- Italian film poster
- Directed by: Cosimo Alemà
- Written by: Cosimo Alemà Romana Meggiolaro Daniele Persica
- Produced by: Andrea Biscaro Fulvio Compagnucci Lorenzo Foschi Luca Legnani Davide Luchetti Daniele Persica Alan Vele
- Starring: Stephanie Chapman-Baker Sam Cohan Valene Kane Neil Linpow Lutz Michael Andrew Harwood Mills Monika Mirga Tom Stanley Daniel Vivian
- Cinematography: Marco Bassano
- Edited by: Alessio Borgonuovo
- Music by: Anja Plaschg Nico Vascellari
- Release date: 2011;
- Country: Italy
- Budget: Estimated €400 000

= War Games: At the End of the Day =

War Games: At the End of the Day is a 2011 independent thriller film directed by Cosimo Alemà, who co-wrote it with Daniele Persica and Romana Meggiolaro. Luca Legnani is credited as executive producer. The film is distributed by Universal Pictures. It stars Stephanie Chapman Baker, Neil Linpow, Michael Lutz, Sam Cohan, Valene Kane, Andrew Harwood Mills, Tom Stanley, Monika Mirga, Daniel Vivian and Michael Schermi.

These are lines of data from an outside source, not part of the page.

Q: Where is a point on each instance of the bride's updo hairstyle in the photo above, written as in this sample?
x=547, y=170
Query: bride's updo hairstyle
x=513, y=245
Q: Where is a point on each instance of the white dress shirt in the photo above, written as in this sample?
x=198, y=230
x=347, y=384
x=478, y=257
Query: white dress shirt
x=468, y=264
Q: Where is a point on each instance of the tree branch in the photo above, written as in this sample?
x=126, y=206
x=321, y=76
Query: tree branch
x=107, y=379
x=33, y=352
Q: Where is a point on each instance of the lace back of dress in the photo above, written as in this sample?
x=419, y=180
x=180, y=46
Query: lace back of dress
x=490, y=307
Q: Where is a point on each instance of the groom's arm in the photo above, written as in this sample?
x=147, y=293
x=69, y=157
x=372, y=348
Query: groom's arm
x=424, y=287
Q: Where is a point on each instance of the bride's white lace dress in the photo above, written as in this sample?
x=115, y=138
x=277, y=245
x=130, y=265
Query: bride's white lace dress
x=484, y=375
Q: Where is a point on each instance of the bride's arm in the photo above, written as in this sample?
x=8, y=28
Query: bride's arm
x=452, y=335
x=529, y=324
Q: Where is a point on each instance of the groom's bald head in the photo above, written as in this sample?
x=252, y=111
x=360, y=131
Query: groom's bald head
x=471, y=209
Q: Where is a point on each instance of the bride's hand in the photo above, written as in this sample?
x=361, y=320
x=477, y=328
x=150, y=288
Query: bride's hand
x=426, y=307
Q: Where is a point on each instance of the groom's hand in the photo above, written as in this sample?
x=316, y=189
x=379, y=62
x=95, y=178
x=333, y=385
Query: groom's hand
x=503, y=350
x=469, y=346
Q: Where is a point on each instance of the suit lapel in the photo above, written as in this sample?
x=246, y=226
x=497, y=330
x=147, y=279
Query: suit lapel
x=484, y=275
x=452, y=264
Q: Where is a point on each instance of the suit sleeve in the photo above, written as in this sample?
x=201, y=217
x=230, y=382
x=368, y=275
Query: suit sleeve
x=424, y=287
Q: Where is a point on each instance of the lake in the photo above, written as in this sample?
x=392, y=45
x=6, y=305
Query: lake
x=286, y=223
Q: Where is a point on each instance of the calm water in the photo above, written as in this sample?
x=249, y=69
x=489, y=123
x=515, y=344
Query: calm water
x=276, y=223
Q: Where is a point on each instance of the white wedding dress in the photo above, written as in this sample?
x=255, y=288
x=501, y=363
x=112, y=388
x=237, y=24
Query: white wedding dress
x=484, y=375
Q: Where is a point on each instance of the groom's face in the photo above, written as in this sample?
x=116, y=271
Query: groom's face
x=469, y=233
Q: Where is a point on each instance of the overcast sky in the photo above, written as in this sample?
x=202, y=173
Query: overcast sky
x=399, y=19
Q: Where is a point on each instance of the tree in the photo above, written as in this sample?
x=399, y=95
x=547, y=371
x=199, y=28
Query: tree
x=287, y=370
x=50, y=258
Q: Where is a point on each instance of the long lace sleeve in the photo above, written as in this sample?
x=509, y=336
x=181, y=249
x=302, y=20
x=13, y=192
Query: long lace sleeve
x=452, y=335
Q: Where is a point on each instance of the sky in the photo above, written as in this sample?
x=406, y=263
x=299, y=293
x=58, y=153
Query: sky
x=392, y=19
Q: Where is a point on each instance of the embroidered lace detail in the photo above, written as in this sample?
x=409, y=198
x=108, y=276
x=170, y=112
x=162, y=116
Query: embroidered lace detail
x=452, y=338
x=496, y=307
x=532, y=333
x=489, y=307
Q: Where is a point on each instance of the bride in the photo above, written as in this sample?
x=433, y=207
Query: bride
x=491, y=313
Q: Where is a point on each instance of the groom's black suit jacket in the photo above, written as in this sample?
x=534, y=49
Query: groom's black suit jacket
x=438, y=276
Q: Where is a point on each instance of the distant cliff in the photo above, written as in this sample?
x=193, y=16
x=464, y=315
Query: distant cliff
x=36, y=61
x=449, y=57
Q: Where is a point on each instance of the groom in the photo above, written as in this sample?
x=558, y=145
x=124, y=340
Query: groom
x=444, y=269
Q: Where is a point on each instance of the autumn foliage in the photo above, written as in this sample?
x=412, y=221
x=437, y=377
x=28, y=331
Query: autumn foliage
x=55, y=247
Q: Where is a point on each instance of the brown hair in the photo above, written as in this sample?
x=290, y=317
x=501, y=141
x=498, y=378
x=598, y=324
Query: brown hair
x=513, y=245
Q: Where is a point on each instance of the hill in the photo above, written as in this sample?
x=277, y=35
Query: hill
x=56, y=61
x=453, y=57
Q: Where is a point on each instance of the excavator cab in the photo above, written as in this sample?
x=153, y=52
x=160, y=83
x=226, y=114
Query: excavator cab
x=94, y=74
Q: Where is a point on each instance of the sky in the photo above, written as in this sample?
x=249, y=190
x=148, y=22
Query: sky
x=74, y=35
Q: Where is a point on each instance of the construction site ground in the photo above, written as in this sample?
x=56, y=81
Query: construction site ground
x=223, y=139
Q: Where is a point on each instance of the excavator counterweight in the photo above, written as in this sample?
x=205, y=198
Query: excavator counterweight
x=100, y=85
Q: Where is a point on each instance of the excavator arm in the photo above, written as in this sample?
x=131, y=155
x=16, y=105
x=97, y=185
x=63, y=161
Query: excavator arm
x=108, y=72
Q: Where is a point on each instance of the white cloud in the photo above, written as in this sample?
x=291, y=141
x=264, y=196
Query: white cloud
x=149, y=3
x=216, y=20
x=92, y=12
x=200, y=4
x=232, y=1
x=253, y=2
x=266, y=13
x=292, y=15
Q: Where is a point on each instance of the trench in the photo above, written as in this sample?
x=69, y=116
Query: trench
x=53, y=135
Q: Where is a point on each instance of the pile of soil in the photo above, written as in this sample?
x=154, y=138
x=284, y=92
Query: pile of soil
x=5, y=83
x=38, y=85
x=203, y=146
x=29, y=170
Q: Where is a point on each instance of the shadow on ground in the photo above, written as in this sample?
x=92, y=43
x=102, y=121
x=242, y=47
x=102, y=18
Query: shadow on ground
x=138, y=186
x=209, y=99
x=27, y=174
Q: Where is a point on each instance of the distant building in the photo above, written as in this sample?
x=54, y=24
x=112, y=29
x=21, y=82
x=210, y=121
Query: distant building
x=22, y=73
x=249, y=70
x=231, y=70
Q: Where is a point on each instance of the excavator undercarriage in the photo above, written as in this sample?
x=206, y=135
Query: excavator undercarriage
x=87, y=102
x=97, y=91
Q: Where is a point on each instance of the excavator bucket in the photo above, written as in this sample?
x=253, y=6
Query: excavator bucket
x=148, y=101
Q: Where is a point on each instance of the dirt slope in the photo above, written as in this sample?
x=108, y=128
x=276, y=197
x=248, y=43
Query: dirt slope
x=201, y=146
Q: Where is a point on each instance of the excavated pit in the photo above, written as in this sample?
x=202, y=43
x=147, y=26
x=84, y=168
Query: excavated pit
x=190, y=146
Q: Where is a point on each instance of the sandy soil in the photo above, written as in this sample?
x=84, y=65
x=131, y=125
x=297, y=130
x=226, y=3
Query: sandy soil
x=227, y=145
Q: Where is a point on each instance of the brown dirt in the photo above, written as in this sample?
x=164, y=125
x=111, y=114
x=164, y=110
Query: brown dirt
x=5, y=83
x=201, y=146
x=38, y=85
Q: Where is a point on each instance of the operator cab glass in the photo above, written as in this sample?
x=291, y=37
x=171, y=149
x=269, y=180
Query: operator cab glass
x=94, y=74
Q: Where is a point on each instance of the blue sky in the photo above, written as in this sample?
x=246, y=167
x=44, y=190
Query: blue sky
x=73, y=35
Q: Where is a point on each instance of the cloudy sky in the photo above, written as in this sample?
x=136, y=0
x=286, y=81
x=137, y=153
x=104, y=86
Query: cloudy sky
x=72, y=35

The film is claimed to be inspired by real events that took place on June 5, 1992.

== Plot ==

The film follows an adventure seeking group of friends who visit a National Park to spend the day playing Airsoft. However, after discovering a building filled with dark secrets they are hunted down one by one, by the building's vicious occupants: three ex soldiers intent on keeping them from telling anyone. Their war game is turned into a reality, where they will be forced to fight for their survival.

== Production ==

War Games: At the End of the Day began filming in August, 2009, and in Bracciano, Italy.

=== Reception ===
The film attracted strong reviews during its theatrical release and has screened at festivals including Cannes Film Festival, Berlin film festival, Fantafest. Noir in Festival, Fantasy FilmFest, Sitges Film Festival and Raindance.